Consider this little gem. At current natural population growth rates and migration rates, Auckland's population is expected by its planners to grow by another one million by 2040. That would require another 400,000 houses to be built over the next 25 years, yet the current settings in the Auckland Council's new Unitary Plan are likely to see just 183,000 houses built at the very most. Some of the forecasts suggest considerably less than that can be built. And remember there is already a shortage of 25,000 houses. That would mean a shortage of over 200,000 homes by 2040.
That's according to the so-called 'Topic 13' forecasts being done at the moment for the Independent Hearings Panel on the various proposals to build both outside the old Metropolitan Urban Limit and to build more densely inside the city boundaries. There are simply too many restrictions on the types and locations of buildings that can be built, even under the most recent more loose proposals on housing density put forward by the Council to the Panel in recent months.
The restrictions are legion, including on apartment sizes, balconies, building heights, building densities and carparks. There are also restrictions on the heights of buildings in the so-called volcanic 'view shafts' that fan out from Auckland's cones such as Mt Eden, Mt Hobson and Mt Wellington. These sorts of restrictions means it is impossible to build the many tall residential towers along the likes of Ponsonby Rd, Jervois Rd, Remuera Rd, Mt Eden Rd and Parnell Rise that would be needed to house the coming million. One study put the economic cost of the Mt Eden view shaft alone at NZ$440 million.

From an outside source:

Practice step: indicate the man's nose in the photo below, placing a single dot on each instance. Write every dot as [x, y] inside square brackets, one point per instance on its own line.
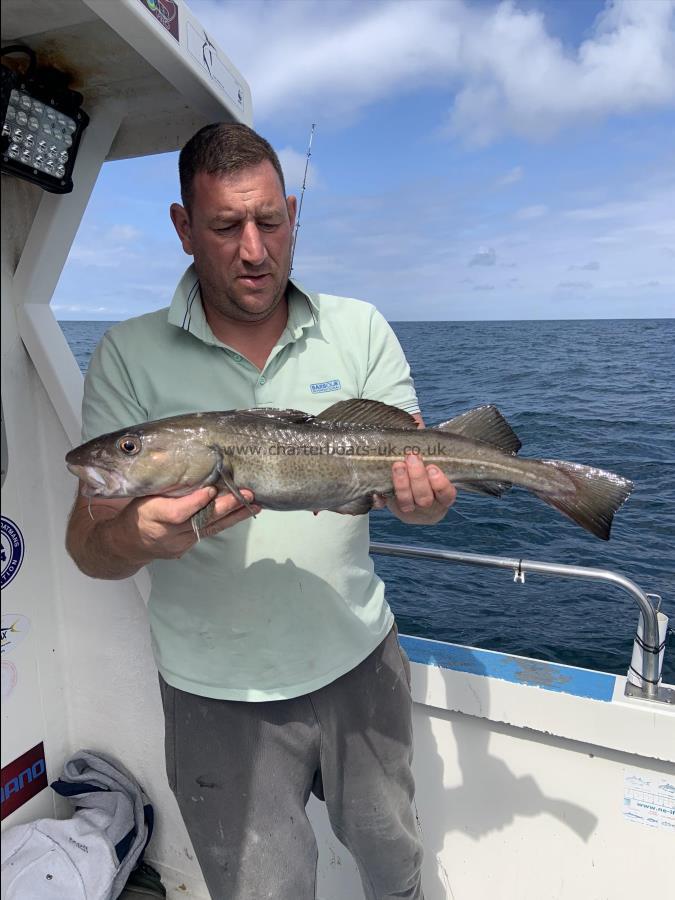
[252, 247]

Towers along these ridges would avoid blocking the sea views of those people living on the flanks of these suburbs and would connect with the main arterial road, bus and rail routes already in place. But they are currently impossible from a regulatory and (most importantly) political view. The solitary towers currently on Jervois Rd and Remuera Rd are testament to that. No Mayor or Councillor would risk allowing more of these towers to sprout yet that is exactly what is needed.
So what would happen if nothing changed to the current city planning, tax and migration settings?. That includes the lack of a long term capital gains tax and the bi-partisan target of 50,000 new permanent migrant approvals every year.

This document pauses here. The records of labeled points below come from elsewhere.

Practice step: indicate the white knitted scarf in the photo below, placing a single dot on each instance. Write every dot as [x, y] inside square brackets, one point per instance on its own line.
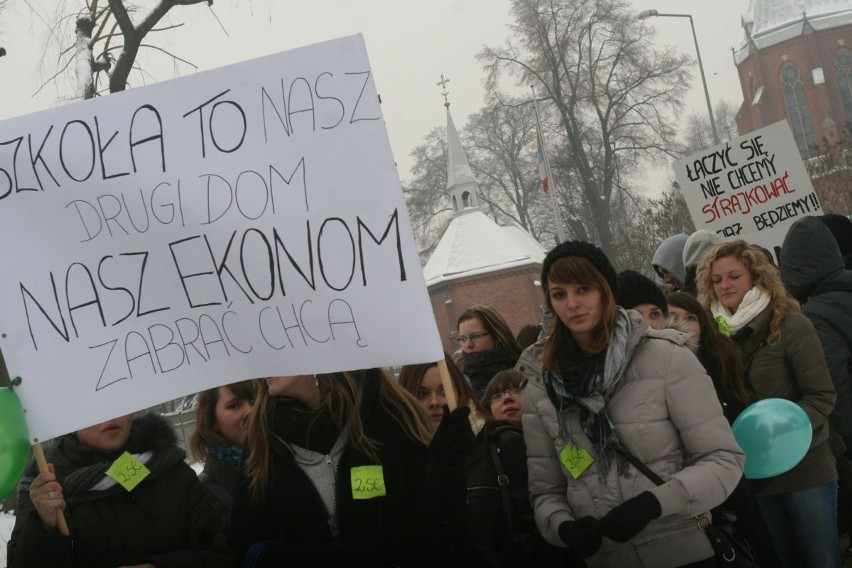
[754, 302]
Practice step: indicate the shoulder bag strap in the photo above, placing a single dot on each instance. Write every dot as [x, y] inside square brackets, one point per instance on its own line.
[503, 483]
[640, 466]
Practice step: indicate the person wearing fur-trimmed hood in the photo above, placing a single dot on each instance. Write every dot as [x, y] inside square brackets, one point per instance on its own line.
[603, 384]
[166, 521]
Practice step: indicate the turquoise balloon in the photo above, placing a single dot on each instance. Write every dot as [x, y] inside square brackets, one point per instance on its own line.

The old saying is the definition of madness is trying the same thing over and over again and expecting some different outcome. So what would happen to house prices if nothing changed? That's aside from the current tinkering by the Reserve Bank and Government since 2012, which coincided with another 35% rise in house prices.
House price inflation averaged over 7% per year in Auckland over the last decade, while average wage growth has averaged just over 2%. That doubled the house price to income multiple in Auckland to 10. If those sort of growth rates continued through to 2040 because of continued high migration and chronic under-building, then Auckland's median house price would be NZ$3.4 million and the house price to income multiple would be over 23. To service the debt on that sort of house price with current interest rates of 4.5%, a household would have to spend 110% of its income on interest payments. Or the interest rate would have to be 2%.
Clearly that's not sustainable, but we would have said the same thing a decade ago of a median house price of NZ$771,000 and a price to income multiple of 10. Yet here we are with exactly that.
What's needed is some truly blue sky thinking about Auckland housing, including some coordination around migration and planning rules to limit the former and unleash the latter, or preferably some combination of both.
Yet where is the political will to debate a genuine attempt to slay the dragon? Until we see a mayor or a cabinet minister propose the likes of a lower permanent resident target or the removal of those view shafts then we can look forward to many more of patches of economic scorched earth, including unnecessary interest rate hikes and the Government spending NZ$2 billion a year subsidising 60% of rental housing.
A version of this article first appeared in the Herald on Sunday. It is here with permission.